Pelos soutos de Bragança, Vinhais e Valpaços encontram-se famílias inteiras ocupadas com a campanha, que mobiliza todos os membros e nem os mais velhos ficam em casa.
Em Pinela, Bragança, Fortunato Rodrigues colhe 40 toneladas. Contrata trabalhadores para conseguir dar vazão à apanha. "Aqui na aldeia há pouca mão de obra, porque quase toda a gente tem castanha. Só mesmo contratando pessoal de [países de ] Leste", explicou, estimando que a sua produção cresça nos próximos anos.

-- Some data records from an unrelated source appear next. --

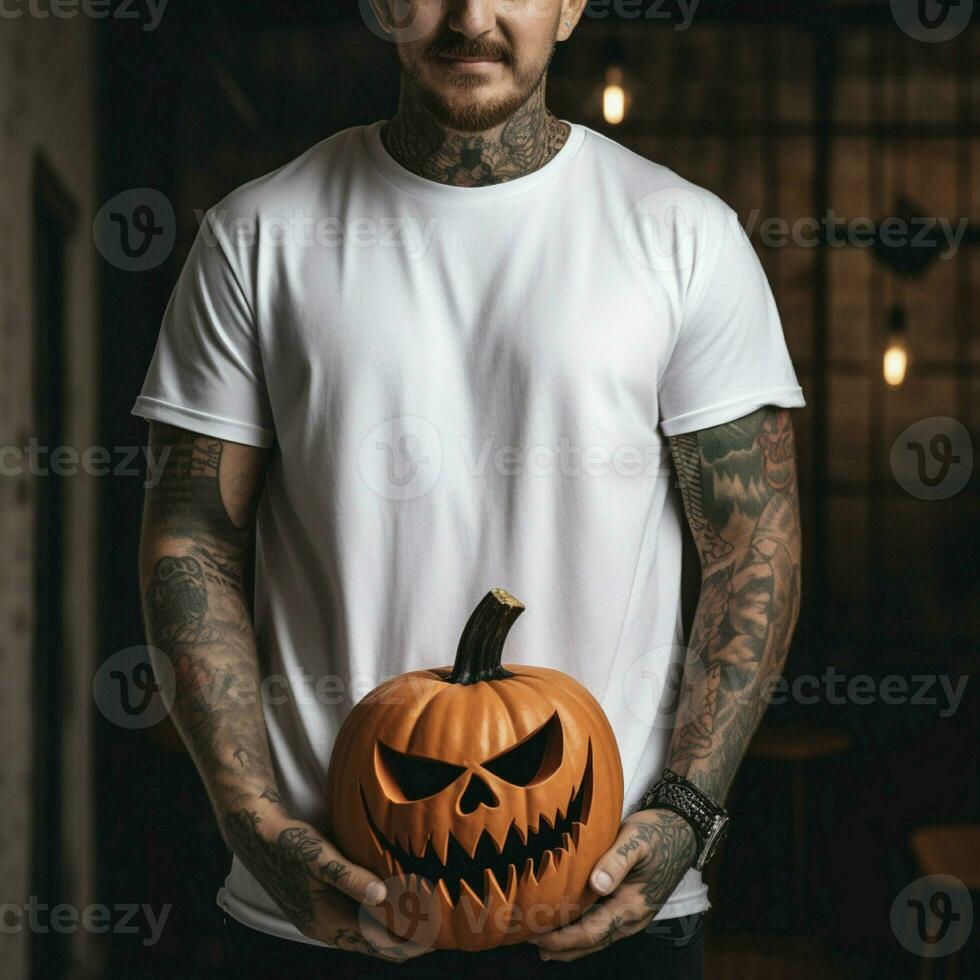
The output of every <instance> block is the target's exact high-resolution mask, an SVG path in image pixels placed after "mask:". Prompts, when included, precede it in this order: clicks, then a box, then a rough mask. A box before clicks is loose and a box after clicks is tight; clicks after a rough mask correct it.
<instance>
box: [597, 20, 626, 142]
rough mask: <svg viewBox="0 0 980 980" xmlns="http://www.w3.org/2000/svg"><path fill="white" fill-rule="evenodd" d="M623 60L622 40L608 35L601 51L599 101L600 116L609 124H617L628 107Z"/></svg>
mask: <svg viewBox="0 0 980 980" xmlns="http://www.w3.org/2000/svg"><path fill="white" fill-rule="evenodd" d="M625 60H626V53H625V50H624V48H623V43H622V41H620V40H619V38H618V37H616V36H611V37H608V38H607V39H606V42H605V44H604V45H603V51H602V63H603V67H604V75H603V84H602V97H601V102H602V118H603V119H605V121H606V123H607V124H608V125H610V126H618V125H619V124H620V123H621V122H622V121H623V120H624V119H625V118H626V114H627V113H628V112H629V108H630V87H629V85H628V83H627V81H626V72H625V69H624V68H623V64H624V62H625Z"/></svg>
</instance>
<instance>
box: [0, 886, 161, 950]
mask: <svg viewBox="0 0 980 980" xmlns="http://www.w3.org/2000/svg"><path fill="white" fill-rule="evenodd" d="M172 908H173V906H172V905H170V903H169V902H168V903H167V904H166V905H162V906H161V907H160V911H159V913H158V912H157V911H156V909H154V908H153V906H152V905H149V904H148V903H146V902H144V903H143V904H141V905H140V904H137V903H135V902H123V903H120V904H117V905H112V906H109V905H101V904H99V903H96V904H93V905H86V906H84V907H82V908H79V907H78V906H75V905H72V904H70V903H69V902H61V903H59V904H58V905H50V906H49V905H47V904H46V903H45V902H42V901H40V900H39V899H38V897H37V895H31V897H30V898H29V899H28V900H27V903H26V904H25V905H17V904H15V903H13V902H5V903H3V904H2V905H0V933H3V934H4V935H8V936H9V935H12V934H15V933H19V932H23V931H24V930H25V929H26V930H27V931H28V932H32V933H35V934H39V935H45V934H47V933H49V932H58V933H73V932H77V931H78V929H79V927H81V929H82V930H83V931H85V932H93V933H103V932H111V933H113V934H115V935H137V936H138V935H144V936H145V938H144V939H143V945H144V946H155V945H156V944H157V943H158V942H159V941H160V936H162V935H163V929H164V927H165V926H166V924H167V919H168V918H170V912H171V910H172ZM147 927H148V930H149V935H148V936H147V935H145V934H146V932H147Z"/></svg>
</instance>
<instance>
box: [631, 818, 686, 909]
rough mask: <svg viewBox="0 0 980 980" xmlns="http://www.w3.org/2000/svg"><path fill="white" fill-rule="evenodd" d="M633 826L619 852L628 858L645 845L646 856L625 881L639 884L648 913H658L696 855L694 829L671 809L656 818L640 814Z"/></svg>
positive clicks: (637, 865) (635, 865)
mask: <svg viewBox="0 0 980 980" xmlns="http://www.w3.org/2000/svg"><path fill="white" fill-rule="evenodd" d="M631 826H632V827H633V830H632V832H631V834H630V836H629V837H628V838H627V839H626V841H625V843H623V844H621V845H620V846H619V847H618V848H617V849H616V852H617V853H618V854H619V855H620V856H621V857H623V858H628V856H629V854H630V851H631V850H639V849H641V848H644V847H645V848H646V851H647V854H646V859H645V860H644V861H642V862H641V863H639V864H636V865H634V866H633V868H632V869H631V871H630V872H629V874H627V876H626V879H625V880H626V881H628V882H636V883H637V884H639V885H640V891H641V893H642V895H643V900H644V904H645V906H646V909H647V911H648V913H650V914H652V915H656V914H657V912H659V911H660V909H661V907H662V905H663V903H664V902H665V901H666V900H667V897H668V896H669V895H670V893H671V892H672V891H673V890H674V887H675V886H676V884H677V882H678V881H679V880H680V877H681V876H682V875H683V874H684V872H685V871H686V870H687V869H688V868H689V867H690V865H691V862H692V861H693V860H694V857H695V840H694V832H693V831H692V830H691V828H690V826H689V825H688V823H687V821H685V820H684V819H683V818H681V817H678V816H677V815H676V814H673V813H670V812H668V811H658V812H657V818H656V819H655V820H645V819H639V818H637V819H636V820H635V822H634V821H631Z"/></svg>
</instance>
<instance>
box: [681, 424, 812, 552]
mask: <svg viewBox="0 0 980 980" xmlns="http://www.w3.org/2000/svg"><path fill="white" fill-rule="evenodd" d="M668 444H669V445H670V451H671V457H672V459H673V461H674V469H675V472H676V475H677V481H678V485H679V487H680V491H681V498H682V500H683V503H684V511H685V513H686V514H687V519H688V523H689V524H690V527H691V532H692V534H693V535H694V540H695V543H696V544H697V547H698V553H699V554H700V556H701V562H702V565H703V566H704V568H705V569H709V568H711V567H713V566H716V565H718V564H719V563H723V562H725V561H726V560H727V559H730V558H731V557H732V555H733V553H734V552H735V551H736V550H737V548H738V546H739V543H740V542H746V541H749V540H751V539H753V538H754V537H756V536H757V534H759V533H762V534H768V535H770V536H772V535H776V536H777V537H779V538H780V539H781V540H782V542H783V544H784V545H787V546H789V545H791V544H792V543H793V541H792V540H791V539H794V538H795V543H796V544H797V545H798V543H799V492H798V488H797V482H796V448H795V444H794V440H793V424H792V421H791V420H790V414H789V412H788V411H787V410H786V409H785V408H775V407H773V406H767V407H766V408H761V409H759V410H758V411H756V412H752V413H751V414H750V415H746V416H743V417H742V418H740V419H735V420H734V421H732V422H726V423H725V424H723V425H717V426H714V427H712V428H709V429H701V430H700V431H698V432H688V433H684V434H683V435H678V436H671V437H670V438H669V439H668Z"/></svg>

O futuro pode passar pela mecanização como alternativa à falta de trabalhadores. "Há gente que prefere não trabalhar porque ganham no desemprego ou têm rendimento mínimo", afirmou Fortunato, que por dia apanha 1200 quilos.
João Braz, 77 anos, farta-se de trabalhar para não deixar três toneladas de castanha nos soutos. "Se fosse pagar a jeira (50 a 60 euros por dia) nem dava para o gasto", admite o agricultor. Conta com a ajuda da companheira, Marília Portugal, de 90 anos. "Não podemos deixara castanha ficar", atesta a idosa, ágil na tarefa.
No souto ao lado, dois jovens afastam as folhas e os ouriços com sopradores, deixando as castanhas limpas e mais fáceis de apanhar por outras três pessoas, nomeadamente dois búlgaros.
Mobiliário: Empresário forçado a recusar encomendas
A falta de mão de obra qualificada já obrigou Carlos Santos, proprietário da Eurogeia Mobiliário, em Vandoma, Paredes, a recusar encomendas. "Desde setembro que não aceito encomendas. Já recusei projetos por não ter capacidade de resposta", diz o empresário, que trabalha essencialmente para a hotelaria. Atualmente com 35 funcionários, Carlos Santos precisa de mais trabalho qualificado. "De imediato, consigo empregar mais 10 pessoas", explica, lamentando que nem os pedidos ao Instituto de Emprego deem frutos.
A trabalhar sobretudo para exportação, tem França, Estados Unidos, Espanha e Tunísia como principais mercados. Mas já recusou dois trabalhos no mercado francês: "Tenho de dizer que não a novos projetos, porque falhar custa-me muito dinheiro", refere, acrescentando que tem 4000 m2 de fábrica, "todas as condições para crescer, mas faltam as pessoas". Com uma faturação de três milhões de euros em 2020, este ano, o saldo será inferior, "pela falta de mão de obra e de matéria-prima, outra dificuldade do setor e que será ainda mais grave", conclui.